J. J. asió a Rufshod por el cuello de la camisa y lo atrajo hacia sí.
—Si vuelves a entrar aquí y despertarme —susurró lentamente—, te mato, cabrón. ¿Me has oído? Te mato, cabrón.
Rufshod sonrió y le pasó un dedo por la frente.
—Te falta un poco —dijo. J. J. se levantó y se abalanzó contra Rufshod, que lo esquivó fácilmente y le asestó una patada en la barriga—. ¡Te falta un poco!
—Bueno, ¡ya está bien! —gritó J. J.
—Shhhhh… —Rufshod hizo una mueca—. ¡Calla! Estamos rompiendo las reglas. Mañana es día de función. Nada de juerga la noche antes de la función. Esa es la regla. Venga, ¿ya estás despierto?
—¿Adónde vamos? —preguntó J. J., mientras recuperaba la compostura y tomaba nota cuidadosamente de que le «debía una» a Rufshod. Rufshod se inclinó hacia él y sonrió.
—¿Conoces a la adivina?
J. J. asintió.
—Pues vamos a vengarnos de ella. Vamos a darle una buena. ¡Y justo antes del día de la función! —Rufshod soltó una risita—. Se va a cabrear muchísimo con nosotros.
J. J. reflexionó y decidió que le gustaba la idea. Ahora que lo pensaba, la adivina le había parecido un tanto arrogante para su gusto.
Rufshod recogió algo que había dejado en el suelo mientras despertaba a Jamie y se lo apretó cuidadosamente contra el pecho, indicándole a J. J. que lo siguiera.
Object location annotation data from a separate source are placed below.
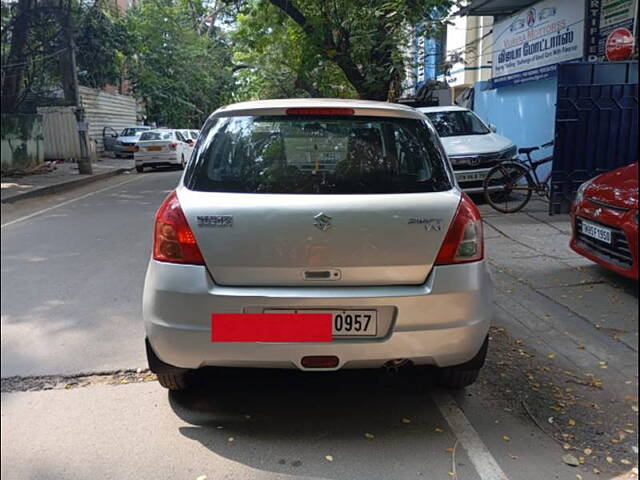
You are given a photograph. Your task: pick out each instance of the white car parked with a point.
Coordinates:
(472, 146)
(162, 147)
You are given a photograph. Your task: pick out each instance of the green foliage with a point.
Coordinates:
(363, 39)
(101, 46)
(274, 60)
(181, 75)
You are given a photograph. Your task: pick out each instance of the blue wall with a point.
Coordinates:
(523, 113)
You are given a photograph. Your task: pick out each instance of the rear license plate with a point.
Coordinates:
(471, 177)
(346, 323)
(596, 231)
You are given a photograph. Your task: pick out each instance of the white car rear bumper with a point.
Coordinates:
(443, 322)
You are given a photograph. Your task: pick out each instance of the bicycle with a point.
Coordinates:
(508, 186)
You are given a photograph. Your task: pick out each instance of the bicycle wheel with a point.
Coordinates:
(508, 187)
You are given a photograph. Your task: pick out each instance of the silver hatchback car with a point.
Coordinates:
(317, 235)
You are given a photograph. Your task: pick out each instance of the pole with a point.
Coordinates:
(84, 162)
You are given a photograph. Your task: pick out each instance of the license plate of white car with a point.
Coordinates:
(596, 231)
(470, 177)
(346, 323)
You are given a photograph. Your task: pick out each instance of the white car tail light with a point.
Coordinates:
(464, 241)
(173, 240)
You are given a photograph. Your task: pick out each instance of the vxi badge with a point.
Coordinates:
(430, 224)
(215, 220)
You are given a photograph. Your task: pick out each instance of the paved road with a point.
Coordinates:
(72, 272)
(72, 278)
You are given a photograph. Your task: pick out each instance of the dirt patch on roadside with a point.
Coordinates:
(574, 408)
(60, 382)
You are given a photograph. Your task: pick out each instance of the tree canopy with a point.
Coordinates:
(185, 58)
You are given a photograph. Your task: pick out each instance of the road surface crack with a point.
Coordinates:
(60, 382)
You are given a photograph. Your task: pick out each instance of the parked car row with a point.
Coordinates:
(164, 148)
(151, 147)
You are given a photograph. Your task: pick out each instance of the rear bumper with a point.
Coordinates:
(156, 160)
(472, 180)
(442, 322)
(622, 221)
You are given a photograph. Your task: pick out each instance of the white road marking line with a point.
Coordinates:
(67, 202)
(479, 455)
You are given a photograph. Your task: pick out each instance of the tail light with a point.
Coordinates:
(173, 240)
(464, 241)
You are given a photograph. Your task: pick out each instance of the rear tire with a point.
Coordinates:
(173, 382)
(460, 376)
(508, 187)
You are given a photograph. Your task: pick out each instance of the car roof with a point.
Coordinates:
(447, 108)
(279, 107)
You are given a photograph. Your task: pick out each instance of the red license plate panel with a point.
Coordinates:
(271, 327)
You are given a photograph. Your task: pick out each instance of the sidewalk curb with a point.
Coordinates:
(64, 186)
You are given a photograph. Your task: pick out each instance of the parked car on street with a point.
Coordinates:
(472, 146)
(318, 235)
(190, 141)
(605, 220)
(162, 148)
(122, 144)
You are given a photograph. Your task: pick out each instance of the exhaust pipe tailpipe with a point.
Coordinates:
(392, 366)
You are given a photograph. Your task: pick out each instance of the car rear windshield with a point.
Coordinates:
(156, 136)
(317, 155)
(452, 124)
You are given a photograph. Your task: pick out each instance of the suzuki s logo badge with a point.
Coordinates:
(215, 220)
(430, 224)
(322, 221)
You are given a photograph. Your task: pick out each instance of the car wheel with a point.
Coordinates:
(460, 376)
(173, 381)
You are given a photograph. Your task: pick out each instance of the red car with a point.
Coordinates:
(604, 217)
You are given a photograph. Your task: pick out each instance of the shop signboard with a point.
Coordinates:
(527, 46)
(610, 29)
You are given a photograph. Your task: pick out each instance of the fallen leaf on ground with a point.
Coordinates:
(570, 460)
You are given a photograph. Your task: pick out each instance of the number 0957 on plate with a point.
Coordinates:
(346, 323)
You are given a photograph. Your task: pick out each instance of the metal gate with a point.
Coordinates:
(596, 126)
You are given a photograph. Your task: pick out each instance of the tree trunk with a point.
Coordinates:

Atravesaron sigilosamente la carpa hasta el salón, donde Rufshod se detuvo, indicándole con un gesto que guardase silencio y señalando la mesa en la que Doopy estaba dormido con una botella vacía apoyada suavemente en el pecho. Cuando pasaron a su lado de puntillas Doopy estaba farfullando en sueños:
—No… No la empujes, Goshy… No tiene gracia…
J. J. se detuvo para escucharlo.
—Goshy ha estado dando empujones… por toda la ciudad… Otras dos veces donde más le duele… Se la comió donde más le duele, Goshy…
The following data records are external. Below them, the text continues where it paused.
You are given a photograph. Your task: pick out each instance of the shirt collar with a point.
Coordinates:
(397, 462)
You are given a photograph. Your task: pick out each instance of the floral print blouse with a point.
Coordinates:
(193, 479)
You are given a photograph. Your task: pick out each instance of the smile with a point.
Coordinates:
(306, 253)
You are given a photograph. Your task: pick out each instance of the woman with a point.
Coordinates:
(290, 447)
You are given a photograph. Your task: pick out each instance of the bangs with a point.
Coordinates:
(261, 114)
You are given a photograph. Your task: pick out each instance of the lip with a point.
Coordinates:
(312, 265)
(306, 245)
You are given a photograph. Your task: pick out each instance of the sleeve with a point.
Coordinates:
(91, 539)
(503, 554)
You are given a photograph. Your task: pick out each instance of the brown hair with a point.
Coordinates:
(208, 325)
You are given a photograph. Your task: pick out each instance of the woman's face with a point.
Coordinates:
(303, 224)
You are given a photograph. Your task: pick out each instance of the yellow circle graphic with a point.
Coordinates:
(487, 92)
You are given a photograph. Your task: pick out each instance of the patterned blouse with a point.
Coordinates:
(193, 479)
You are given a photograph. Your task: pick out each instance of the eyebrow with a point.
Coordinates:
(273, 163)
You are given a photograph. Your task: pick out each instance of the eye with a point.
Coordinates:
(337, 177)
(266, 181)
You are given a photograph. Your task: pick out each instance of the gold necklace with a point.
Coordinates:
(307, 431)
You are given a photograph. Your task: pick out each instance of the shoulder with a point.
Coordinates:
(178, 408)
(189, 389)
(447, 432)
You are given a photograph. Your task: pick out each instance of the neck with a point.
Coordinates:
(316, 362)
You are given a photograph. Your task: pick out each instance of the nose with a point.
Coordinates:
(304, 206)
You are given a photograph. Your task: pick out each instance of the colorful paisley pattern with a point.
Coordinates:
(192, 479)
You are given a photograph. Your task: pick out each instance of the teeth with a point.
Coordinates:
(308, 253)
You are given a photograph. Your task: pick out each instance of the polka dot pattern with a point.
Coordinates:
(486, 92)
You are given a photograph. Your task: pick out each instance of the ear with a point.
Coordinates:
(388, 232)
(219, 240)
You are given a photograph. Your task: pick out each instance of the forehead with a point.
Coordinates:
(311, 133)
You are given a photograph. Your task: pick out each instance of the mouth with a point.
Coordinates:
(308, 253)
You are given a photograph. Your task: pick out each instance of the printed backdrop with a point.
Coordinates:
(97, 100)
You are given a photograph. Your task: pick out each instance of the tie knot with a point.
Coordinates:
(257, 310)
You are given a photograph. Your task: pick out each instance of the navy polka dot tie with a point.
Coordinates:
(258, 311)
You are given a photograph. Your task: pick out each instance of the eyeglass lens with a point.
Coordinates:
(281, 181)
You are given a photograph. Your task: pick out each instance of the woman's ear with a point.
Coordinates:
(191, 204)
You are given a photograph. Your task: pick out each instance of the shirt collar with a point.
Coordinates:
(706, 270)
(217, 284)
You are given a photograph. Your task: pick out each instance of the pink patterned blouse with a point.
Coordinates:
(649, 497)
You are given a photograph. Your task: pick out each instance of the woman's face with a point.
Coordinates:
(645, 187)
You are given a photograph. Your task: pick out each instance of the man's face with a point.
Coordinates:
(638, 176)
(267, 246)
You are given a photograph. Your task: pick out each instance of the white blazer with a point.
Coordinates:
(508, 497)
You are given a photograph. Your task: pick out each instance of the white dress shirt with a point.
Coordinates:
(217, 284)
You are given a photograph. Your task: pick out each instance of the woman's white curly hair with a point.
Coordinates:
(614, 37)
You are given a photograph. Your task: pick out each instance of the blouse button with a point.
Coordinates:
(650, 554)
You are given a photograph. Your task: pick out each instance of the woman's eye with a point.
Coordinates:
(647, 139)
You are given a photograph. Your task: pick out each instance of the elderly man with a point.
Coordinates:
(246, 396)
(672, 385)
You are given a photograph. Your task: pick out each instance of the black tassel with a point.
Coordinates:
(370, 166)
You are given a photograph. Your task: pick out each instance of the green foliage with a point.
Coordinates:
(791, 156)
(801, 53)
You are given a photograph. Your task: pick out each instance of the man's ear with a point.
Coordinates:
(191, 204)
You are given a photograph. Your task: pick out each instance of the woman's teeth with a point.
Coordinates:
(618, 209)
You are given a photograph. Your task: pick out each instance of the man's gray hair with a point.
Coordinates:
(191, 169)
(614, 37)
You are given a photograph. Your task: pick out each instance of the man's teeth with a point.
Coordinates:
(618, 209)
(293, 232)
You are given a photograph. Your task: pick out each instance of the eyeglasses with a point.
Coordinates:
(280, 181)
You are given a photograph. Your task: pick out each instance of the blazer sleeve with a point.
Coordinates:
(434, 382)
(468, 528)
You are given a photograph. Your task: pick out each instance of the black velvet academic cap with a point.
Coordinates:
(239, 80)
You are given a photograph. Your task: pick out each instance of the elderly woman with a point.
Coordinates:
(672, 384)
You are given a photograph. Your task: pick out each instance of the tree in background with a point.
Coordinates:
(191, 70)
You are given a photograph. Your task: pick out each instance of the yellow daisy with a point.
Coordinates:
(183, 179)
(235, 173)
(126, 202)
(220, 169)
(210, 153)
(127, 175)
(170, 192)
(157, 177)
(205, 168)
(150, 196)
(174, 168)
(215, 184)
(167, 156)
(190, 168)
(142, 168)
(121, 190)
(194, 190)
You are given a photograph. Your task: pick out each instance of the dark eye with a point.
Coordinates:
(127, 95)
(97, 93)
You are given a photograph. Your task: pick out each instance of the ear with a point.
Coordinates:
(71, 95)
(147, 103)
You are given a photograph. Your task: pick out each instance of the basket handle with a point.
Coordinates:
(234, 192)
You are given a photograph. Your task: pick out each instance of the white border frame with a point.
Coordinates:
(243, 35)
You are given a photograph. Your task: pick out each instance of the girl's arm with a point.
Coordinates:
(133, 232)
Jodidos colgados, se dijo J. J., asqueado, aunque no estaba completamente seguro de la razón. Corrió hasta que dio alcance a Rufshod y ambos recorrieron furtivamente los senderos herbosos, deambulando entre las casas de los feriantes. El parque de atracciones estaba silencioso como una tumba y J. J. descubrió que si se concentraba podía moverse con total sigilo, sin que lo traicionaran siquiera el chasquido de las articulaciones ni el roce de los pantalones.
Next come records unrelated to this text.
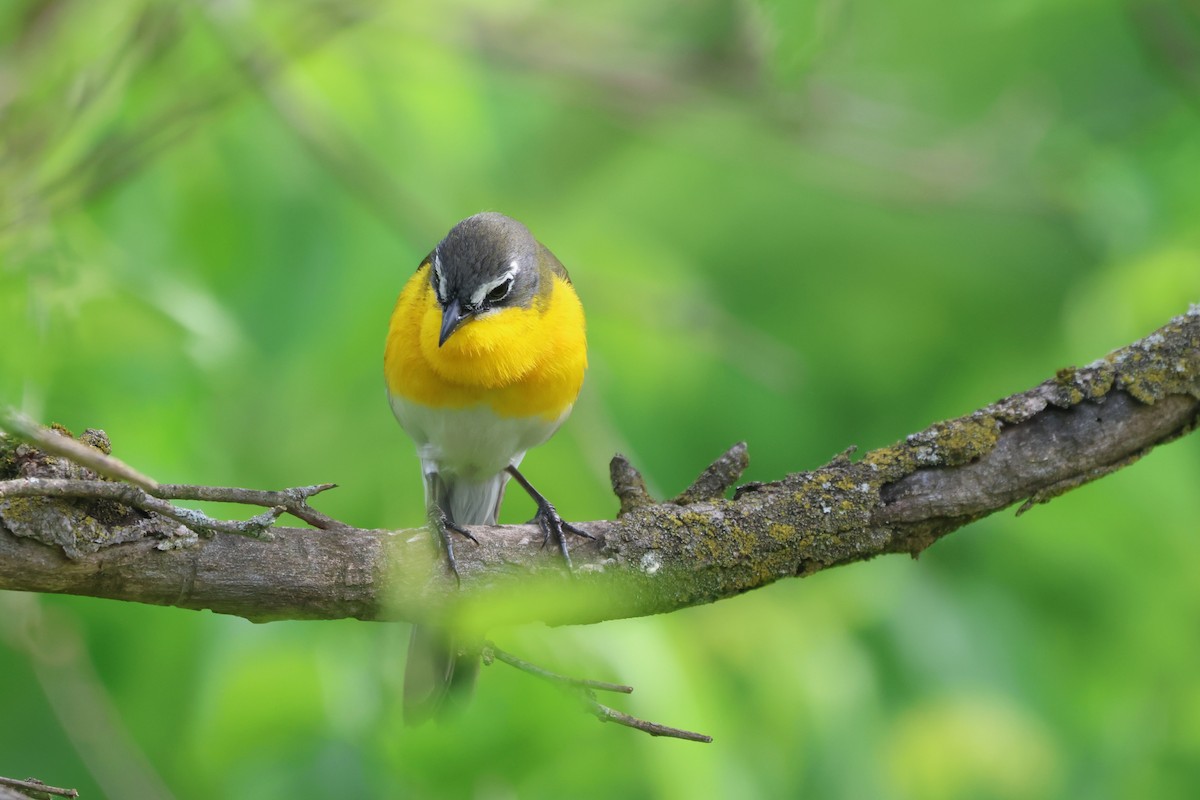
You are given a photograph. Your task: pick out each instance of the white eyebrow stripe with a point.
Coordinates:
(439, 277)
(481, 292)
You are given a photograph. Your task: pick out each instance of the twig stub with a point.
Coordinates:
(718, 477)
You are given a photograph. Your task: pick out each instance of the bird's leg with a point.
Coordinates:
(439, 521)
(552, 525)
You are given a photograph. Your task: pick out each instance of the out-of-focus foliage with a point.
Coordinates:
(804, 224)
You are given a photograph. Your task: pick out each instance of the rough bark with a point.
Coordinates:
(655, 557)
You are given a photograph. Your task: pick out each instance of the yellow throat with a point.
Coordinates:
(520, 361)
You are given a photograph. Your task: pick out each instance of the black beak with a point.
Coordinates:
(451, 318)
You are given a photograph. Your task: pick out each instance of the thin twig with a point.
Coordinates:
(60, 444)
(33, 785)
(137, 498)
(586, 690)
(606, 714)
(491, 650)
(294, 500)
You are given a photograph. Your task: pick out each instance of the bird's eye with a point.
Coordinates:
(499, 292)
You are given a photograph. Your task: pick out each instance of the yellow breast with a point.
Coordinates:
(519, 361)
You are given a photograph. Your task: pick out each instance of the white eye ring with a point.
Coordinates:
(495, 292)
(499, 292)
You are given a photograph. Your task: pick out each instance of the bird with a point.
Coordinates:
(485, 358)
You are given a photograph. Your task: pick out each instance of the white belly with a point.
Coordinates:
(469, 443)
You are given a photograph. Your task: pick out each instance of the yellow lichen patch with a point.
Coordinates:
(780, 531)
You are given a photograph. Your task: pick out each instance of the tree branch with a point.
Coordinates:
(1075, 427)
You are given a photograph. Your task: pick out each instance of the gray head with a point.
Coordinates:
(486, 263)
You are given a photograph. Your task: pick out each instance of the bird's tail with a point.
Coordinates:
(442, 667)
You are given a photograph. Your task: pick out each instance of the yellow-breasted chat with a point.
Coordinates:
(486, 353)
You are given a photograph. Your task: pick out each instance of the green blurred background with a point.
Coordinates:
(803, 224)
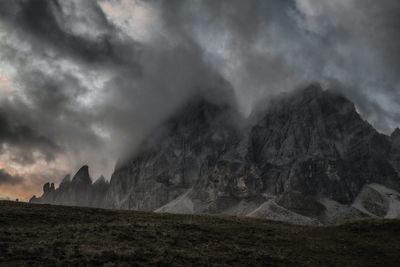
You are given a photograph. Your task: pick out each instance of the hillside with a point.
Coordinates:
(35, 235)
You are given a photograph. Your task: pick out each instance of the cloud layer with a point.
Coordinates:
(82, 82)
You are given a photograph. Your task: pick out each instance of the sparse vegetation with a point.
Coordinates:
(36, 235)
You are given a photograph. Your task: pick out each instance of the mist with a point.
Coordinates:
(84, 82)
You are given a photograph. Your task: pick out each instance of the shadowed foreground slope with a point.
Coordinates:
(52, 235)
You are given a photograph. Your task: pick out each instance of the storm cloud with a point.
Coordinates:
(83, 82)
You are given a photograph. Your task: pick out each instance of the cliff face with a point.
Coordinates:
(314, 142)
(80, 191)
(305, 160)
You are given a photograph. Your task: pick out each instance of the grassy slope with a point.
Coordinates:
(50, 235)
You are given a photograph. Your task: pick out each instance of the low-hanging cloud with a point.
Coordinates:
(87, 80)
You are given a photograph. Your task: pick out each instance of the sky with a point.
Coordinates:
(84, 81)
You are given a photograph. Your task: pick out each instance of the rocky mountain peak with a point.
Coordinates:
(396, 134)
(82, 176)
(305, 159)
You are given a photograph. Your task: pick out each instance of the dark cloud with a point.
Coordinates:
(87, 89)
(8, 179)
(25, 140)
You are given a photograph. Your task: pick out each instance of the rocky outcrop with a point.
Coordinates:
(80, 191)
(306, 159)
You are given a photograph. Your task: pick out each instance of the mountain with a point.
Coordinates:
(80, 191)
(308, 158)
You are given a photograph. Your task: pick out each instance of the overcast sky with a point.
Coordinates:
(82, 82)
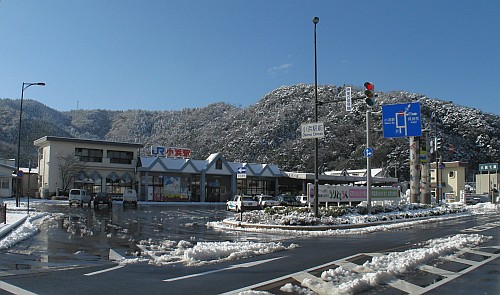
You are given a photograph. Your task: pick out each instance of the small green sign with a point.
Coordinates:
(488, 167)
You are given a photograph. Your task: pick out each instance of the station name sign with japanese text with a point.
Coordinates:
(312, 130)
(170, 152)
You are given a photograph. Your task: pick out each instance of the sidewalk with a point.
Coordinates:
(14, 219)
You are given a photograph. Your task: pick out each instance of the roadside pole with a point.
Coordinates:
(368, 164)
(414, 172)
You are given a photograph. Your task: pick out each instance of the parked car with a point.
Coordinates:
(288, 201)
(302, 200)
(236, 203)
(79, 197)
(130, 197)
(103, 198)
(267, 201)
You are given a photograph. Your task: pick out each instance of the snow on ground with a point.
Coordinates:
(27, 229)
(199, 253)
(382, 269)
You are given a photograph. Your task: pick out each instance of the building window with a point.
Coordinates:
(120, 157)
(4, 183)
(89, 155)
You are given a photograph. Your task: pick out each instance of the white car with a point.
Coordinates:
(236, 203)
(303, 200)
(267, 201)
(79, 197)
(130, 197)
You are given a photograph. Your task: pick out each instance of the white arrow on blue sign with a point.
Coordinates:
(368, 152)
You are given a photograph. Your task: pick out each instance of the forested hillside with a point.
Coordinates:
(267, 132)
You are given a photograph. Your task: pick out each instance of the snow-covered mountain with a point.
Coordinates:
(268, 131)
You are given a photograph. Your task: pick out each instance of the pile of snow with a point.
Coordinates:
(26, 230)
(382, 269)
(201, 253)
(345, 215)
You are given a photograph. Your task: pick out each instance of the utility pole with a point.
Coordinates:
(368, 163)
(414, 172)
(426, 169)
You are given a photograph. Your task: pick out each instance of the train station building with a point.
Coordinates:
(167, 173)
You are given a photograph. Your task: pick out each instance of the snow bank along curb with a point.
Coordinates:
(5, 229)
(236, 223)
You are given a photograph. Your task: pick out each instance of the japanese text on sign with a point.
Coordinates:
(312, 130)
(170, 152)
Enseguida vieron la barraca de la adivina. Las luces de la caravana no estaban encendidas. Rufshod se arrodilló y quitó el trapo del fardo, sacó un mechero y le enseñó a J. J. lo que contenía; una bola de cristal. J. J. se agazapó a su lado.
—¿Qué es eso?
—Shh. Mira. —Rufshod puso una mano sobre la bola de cristal como hacía la adivina. A la luz de la diminuta llama apareció una imagen en el cristal: un escroto que contenía dos pelotas—. Son las mías —explicó Rufshod—. Esto es lo único que podrá ver en todo el día. —Empezó a reírse, pero logró contenerse—. Vamos a llevarnos la suya. Y a cambiársela por esta.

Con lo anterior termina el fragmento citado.